There are not only bathing establishments, taxi drivers, notaries, public transport companies they will continue not to see their concessions put out to tender. The profound aversion to competition is an increasingly widespread pathology in Italian politics, on the right and on the left. The paternalistic idea prevails that it is the state and not the market that regulates prices and tariffs, that protects the thousand interests that only have disadvantages from a general wave in which free prices determine the best and most efficient offer of the service according to customer evaluation. And so Italy’s general productivity, of course, continues to languish.

A completely analogous story is that of the bill that is about to be approved in a Bersagliere style by Parliament: it took the Chamber three weeks to pass from the commission to the classroom with a final vote without changes. Law that comes from a bill first signed by Meloni – and this explains its speed – of the last legislature. That aims to protect small professionals from the notorious greed of large companies. Step back: the discipline of professional fees has been a battle for many years. The minimums had been abolished in times of liberalization, but with the decree law 148/2017 the desire to protect a fair compensation for professionals in relations with banking and insurance companies and large companies reappeared, to avoid alleged situations of imbalance in the contractual relationships between professionals and “strong” customers.

It was expected nullity of the clauses prepared by the client companies where the fees were not in line with the ministerial parameters that became mandatory, while at the time of the liberalizations they were due only for cases of lack of agreement between the parties. In fact, the decree reintroduced a supervised tariff for professional services, repealed in 2012 because it limited competition in the market for such services, replacing it with a reference to the “parameters” defined by the supervising Ministry. The Meloni law undergoing lightning-fast approval goes much further. Not only the “strong contractors” no longer become only large companies but all medium-sized companies with over 50 employees or 10 million euros in turnover. But it will be up to the ordinary court to rule on whether the compensation is fair or not with respect to ministerial parameters. And the icing on the cake, for professionals enrolled in professional orders and colleges, it will be up to the orders themselves to “sanction” those who freely accept lower rates. The opinion of adequacy of the orders becomes a real enforceable title, as if the orders were equivalent to the state judge. And, be careful, the ax does not fall only on contractual agreements unilaterally dictated by the client, but on all agreements, even those freely agreed upon but reported by professionals left dry. And not just the poor little individual professionals, but any service provision agreement that also concerns associated firms in corporate and multi-specialised form.

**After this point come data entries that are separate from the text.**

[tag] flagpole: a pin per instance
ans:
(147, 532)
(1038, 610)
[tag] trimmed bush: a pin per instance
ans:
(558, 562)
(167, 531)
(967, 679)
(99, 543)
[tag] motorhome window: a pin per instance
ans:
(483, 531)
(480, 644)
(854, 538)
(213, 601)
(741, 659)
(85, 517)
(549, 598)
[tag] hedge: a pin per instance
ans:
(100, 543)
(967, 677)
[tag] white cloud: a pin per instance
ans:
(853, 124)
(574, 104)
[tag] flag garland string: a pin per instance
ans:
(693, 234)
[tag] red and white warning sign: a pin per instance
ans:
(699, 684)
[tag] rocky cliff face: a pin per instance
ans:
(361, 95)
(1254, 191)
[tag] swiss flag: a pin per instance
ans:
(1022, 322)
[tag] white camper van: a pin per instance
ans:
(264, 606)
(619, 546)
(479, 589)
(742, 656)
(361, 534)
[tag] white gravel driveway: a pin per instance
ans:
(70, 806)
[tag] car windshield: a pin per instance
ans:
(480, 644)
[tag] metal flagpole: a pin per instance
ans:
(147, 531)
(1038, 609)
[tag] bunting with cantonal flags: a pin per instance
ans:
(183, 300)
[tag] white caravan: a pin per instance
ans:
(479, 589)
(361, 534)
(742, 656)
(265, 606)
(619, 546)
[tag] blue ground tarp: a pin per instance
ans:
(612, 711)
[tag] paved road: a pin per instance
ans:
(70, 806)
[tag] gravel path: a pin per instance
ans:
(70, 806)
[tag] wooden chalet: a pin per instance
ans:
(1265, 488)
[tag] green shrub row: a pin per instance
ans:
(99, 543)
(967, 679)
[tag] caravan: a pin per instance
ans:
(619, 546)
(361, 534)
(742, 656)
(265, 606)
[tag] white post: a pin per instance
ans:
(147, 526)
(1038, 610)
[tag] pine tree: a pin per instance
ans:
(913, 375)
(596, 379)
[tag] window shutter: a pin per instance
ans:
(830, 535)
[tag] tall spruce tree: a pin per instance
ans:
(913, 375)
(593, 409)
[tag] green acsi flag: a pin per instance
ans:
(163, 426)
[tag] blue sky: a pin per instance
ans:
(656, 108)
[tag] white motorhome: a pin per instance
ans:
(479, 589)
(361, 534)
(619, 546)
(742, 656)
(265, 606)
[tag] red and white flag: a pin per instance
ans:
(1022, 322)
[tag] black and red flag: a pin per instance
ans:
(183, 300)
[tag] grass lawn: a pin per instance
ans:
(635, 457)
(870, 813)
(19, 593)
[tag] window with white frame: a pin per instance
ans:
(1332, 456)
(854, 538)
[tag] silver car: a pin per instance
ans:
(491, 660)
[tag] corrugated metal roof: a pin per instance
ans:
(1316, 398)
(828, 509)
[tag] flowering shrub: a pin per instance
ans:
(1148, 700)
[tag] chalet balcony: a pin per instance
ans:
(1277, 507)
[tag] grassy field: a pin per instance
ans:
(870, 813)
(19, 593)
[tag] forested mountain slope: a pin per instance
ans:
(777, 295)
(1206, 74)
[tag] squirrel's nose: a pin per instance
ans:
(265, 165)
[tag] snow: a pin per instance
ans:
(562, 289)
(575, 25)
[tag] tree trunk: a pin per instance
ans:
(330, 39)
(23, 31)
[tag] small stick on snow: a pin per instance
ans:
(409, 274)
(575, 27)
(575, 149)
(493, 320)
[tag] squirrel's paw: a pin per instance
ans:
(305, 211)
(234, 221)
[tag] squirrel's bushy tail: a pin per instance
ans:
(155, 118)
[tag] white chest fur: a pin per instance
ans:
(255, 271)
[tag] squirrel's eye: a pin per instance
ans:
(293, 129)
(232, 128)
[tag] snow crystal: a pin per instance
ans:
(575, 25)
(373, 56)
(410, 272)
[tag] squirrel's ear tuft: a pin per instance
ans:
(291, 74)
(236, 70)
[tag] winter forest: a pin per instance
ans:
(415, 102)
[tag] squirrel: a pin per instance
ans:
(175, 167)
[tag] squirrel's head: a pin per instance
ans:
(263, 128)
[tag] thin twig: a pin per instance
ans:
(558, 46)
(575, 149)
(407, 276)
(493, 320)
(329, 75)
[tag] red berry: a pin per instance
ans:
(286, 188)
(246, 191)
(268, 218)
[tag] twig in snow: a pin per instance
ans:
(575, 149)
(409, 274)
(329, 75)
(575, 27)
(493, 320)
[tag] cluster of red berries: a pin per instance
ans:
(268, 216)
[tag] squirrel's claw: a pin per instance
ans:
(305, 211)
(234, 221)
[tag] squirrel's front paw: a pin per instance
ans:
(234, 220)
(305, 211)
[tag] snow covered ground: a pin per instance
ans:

Extreme summary: instead of encouraging the emergence of increasingly extensive professional associations able to offer better integrated services to the company at lower cost, the exact opposite. Small is beautiful and small must be defended. The Antitrust wrote in 2017 that the disguised reintroduction of professional tariffs was “in stark contrast with the liberalization processes which, in more recent years, have affected our legal system also in the sector of regulated professions”. In fact, by linking the fairness of the compensation to the tariff parameters contained in the ministerial decrees, these provisions effectively reintroduced the minimum tariffs, with the effect of “limiting competitive comparisons between members of the same category, rather than protecting the interests of the community”. Any critical issues related to the presence of users of professional services with high demand power – continued the Antitrust – should not be addressed by setting a minimum price for the provision of services, which would have the only effect of altering the correct functioning of the market dynamics and hinder the spontaneous adjustment of supply and demand. What will the Antitrust say now, in the presence of an even stronger squeeze? Bets are accepted: whatever the Antitrust said, current politics would make a big moustache of it.